Tuesday, December 20, 2011

Books, Bücher, Bøker, књига



"The biggest literary mystery in Scandinavia is not the fate of Stieg Larsson’s last manuscript. It’s not even how many dead bodies will pile up by the end of the latest bestseller by Jo Nesbo, the Norwegian crime-writing king who recently sold the film rights for his international bestseller, The Snowman, to Martin Scorsese.
     The real mystery is how a 10-year-old first novel by little-known Canadian writer Lori Lansens ended up as the second-best-selling work of fiction in Norway last year.
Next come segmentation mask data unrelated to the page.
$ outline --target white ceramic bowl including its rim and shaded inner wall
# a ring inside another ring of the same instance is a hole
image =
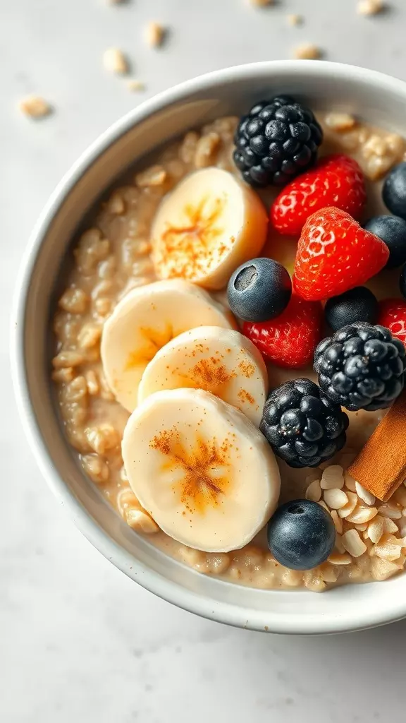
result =
[[[28,244],[12,319],[12,369],[20,414],[43,476],[83,534],[134,581],[179,607],[275,633],[337,633],[406,615],[406,575],[321,595],[264,591],[201,575],[137,536],[89,482],[66,442],[50,384],[50,317],[69,242],[101,193],[130,164],[171,137],[275,93],[303,96],[405,133],[406,84],[320,61],[276,61],[204,75],[161,93],[106,131],[64,177]]]

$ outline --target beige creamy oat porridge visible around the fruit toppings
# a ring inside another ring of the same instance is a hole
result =
[[[380,213],[376,181],[402,160],[405,142],[395,134],[355,123],[347,114],[327,114],[321,123],[325,130],[322,153],[340,150],[358,160],[369,179],[366,217]],[[281,500],[306,494],[308,499],[327,505],[336,526],[332,555],[319,568],[304,573],[275,562],[267,549],[264,531],[236,552],[206,553],[185,547],[160,531],[139,505],[126,478],[121,439],[129,413],[116,402],[103,375],[103,323],[128,291],[155,281],[150,227],[164,195],[197,168],[217,166],[238,174],[232,161],[236,124],[236,118],[218,119],[170,145],[153,166],[111,193],[95,215],[93,226],[80,237],[74,249],[74,268],[53,322],[53,380],[66,436],[79,453],[87,476],[129,526],[150,535],[151,541],[168,555],[202,573],[264,589],[304,585],[314,591],[348,581],[383,580],[402,570],[405,563],[401,538],[406,535],[406,488],[402,485],[390,502],[382,504],[345,474],[383,416],[382,411],[350,413],[347,445],[321,468],[291,469],[278,461]],[[272,198],[268,192],[263,197],[267,202]],[[281,241],[274,232],[262,255],[279,260],[291,273],[295,241],[286,237]],[[378,298],[393,296],[394,278],[386,271],[368,286]],[[223,294],[217,296],[221,299]],[[314,373],[269,366],[271,388],[298,376],[314,378]]]

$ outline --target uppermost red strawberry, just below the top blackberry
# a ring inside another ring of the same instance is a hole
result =
[[[271,221],[280,234],[298,236],[309,215],[321,208],[335,206],[360,218],[365,203],[365,181],[357,161],[327,155],[285,186],[272,204]]]

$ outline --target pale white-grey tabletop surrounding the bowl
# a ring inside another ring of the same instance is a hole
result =
[[[406,4],[380,17],[356,0],[0,0],[0,721],[1,723],[342,723],[405,719],[406,623],[334,638],[234,630],[170,607],[106,562],[56,505],[22,437],[9,381],[9,302],[27,236],[56,181],[142,99],[108,77],[129,53],[144,97],[207,70],[326,58],[406,79]],[[288,12],[305,17],[289,27]],[[149,20],[170,27],[144,45]],[[26,93],[55,106],[16,110]],[[377,99],[379,102],[379,99]]]

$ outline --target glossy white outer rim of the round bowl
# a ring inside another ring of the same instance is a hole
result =
[[[202,74],[191,80],[181,82],[148,100],[144,100],[139,106],[133,108],[129,113],[113,123],[87,147],[87,150],[79,156],[77,161],[75,161],[69,171],[67,171],[61,181],[59,181],[59,184],[57,184],[40,213],[38,221],[35,223],[33,231],[30,234],[17,275],[17,286],[14,292],[11,315],[10,359],[12,382],[19,416],[40,472],[46,479],[48,487],[51,488],[53,494],[56,495],[61,505],[66,508],[73,518],[75,525],[107,560],[113,562],[118,569],[126,573],[127,576],[139,583],[144,589],[149,590],[161,599],[165,599],[167,602],[175,604],[177,607],[193,612],[201,617],[236,627],[249,628],[251,630],[267,630],[273,633],[290,633],[295,635],[315,635],[350,632],[392,623],[405,617],[406,600],[402,602],[402,596],[399,596],[398,600],[394,599],[390,609],[387,609],[387,607],[384,609],[374,609],[372,605],[368,606],[368,609],[364,608],[360,611],[362,615],[359,612],[357,615],[351,615],[350,619],[347,620],[342,620],[342,618],[337,619],[334,615],[324,615],[311,623],[309,623],[308,620],[301,622],[299,616],[295,620],[292,620],[292,617],[282,617],[281,619],[280,614],[274,615],[272,610],[268,610],[267,627],[265,627],[262,624],[263,621],[259,624],[255,616],[253,616],[253,620],[251,621],[246,620],[246,615],[243,610],[238,613],[236,606],[232,606],[227,602],[214,603],[210,601],[210,599],[196,594],[189,589],[181,588],[178,583],[163,578],[150,568],[142,565],[141,562],[134,560],[134,557],[114,542],[114,540],[108,536],[107,532],[90,516],[87,510],[82,507],[79,500],[74,497],[73,492],[71,492],[61,476],[59,476],[58,472],[54,469],[51,455],[43,439],[30,403],[24,354],[27,293],[30,288],[30,278],[35,268],[40,247],[48,232],[48,227],[61,208],[61,205],[64,204],[66,197],[98,156],[102,155],[113,142],[116,142],[121,135],[128,132],[135,124],[147,119],[148,116],[160,111],[171,103],[186,100],[191,93],[215,89],[218,85],[222,85],[224,82],[230,82],[230,80],[243,80],[253,75],[256,78],[264,77],[265,79],[269,72],[275,75],[278,72],[283,73],[287,71],[295,72],[299,80],[300,77],[306,77],[309,72],[318,77],[332,77],[334,74],[340,77],[347,75],[351,77],[352,80],[366,82],[367,85],[375,87],[384,85],[386,89],[392,90],[393,93],[404,95],[406,98],[406,82],[375,70],[329,61],[282,60],[243,64],[215,70],[214,72]]]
Even many Norwegians are mystified by the success of Rush Home Road, a historical drama set in a Southwestern Ontario community founded by runaway slaves. 'I’ve spoken with many, many journalists there and they all ask me why,' Lansens said in an interview from her current home in southern California. 'I wish I had an answer.'[...]




     More recent beneficiaries of success abroad include Toronto mystery writer Linwood Barclay, who managed to forgo an apprenticeship in the domestic market to become an instant star on the international scene with his crime books; and former Saskatchewan technologist Alan Bradley, whose Flavia de Luce mystery novels (named for their 10-year-old heroine) currently epitomize life in a cozy English village for hundreds of thousands of non-English-speaking readers.
  


     While Bradley made a triumphant press tour of Germany following last fall’s Frankfurt Book Fair, fellow Canadian writer Annabel Lyon watched her image gleam from a six-metre banner touting a new Serbian edition of her award-winning novel, The Golden Mean, at the Belgrade Book Fair."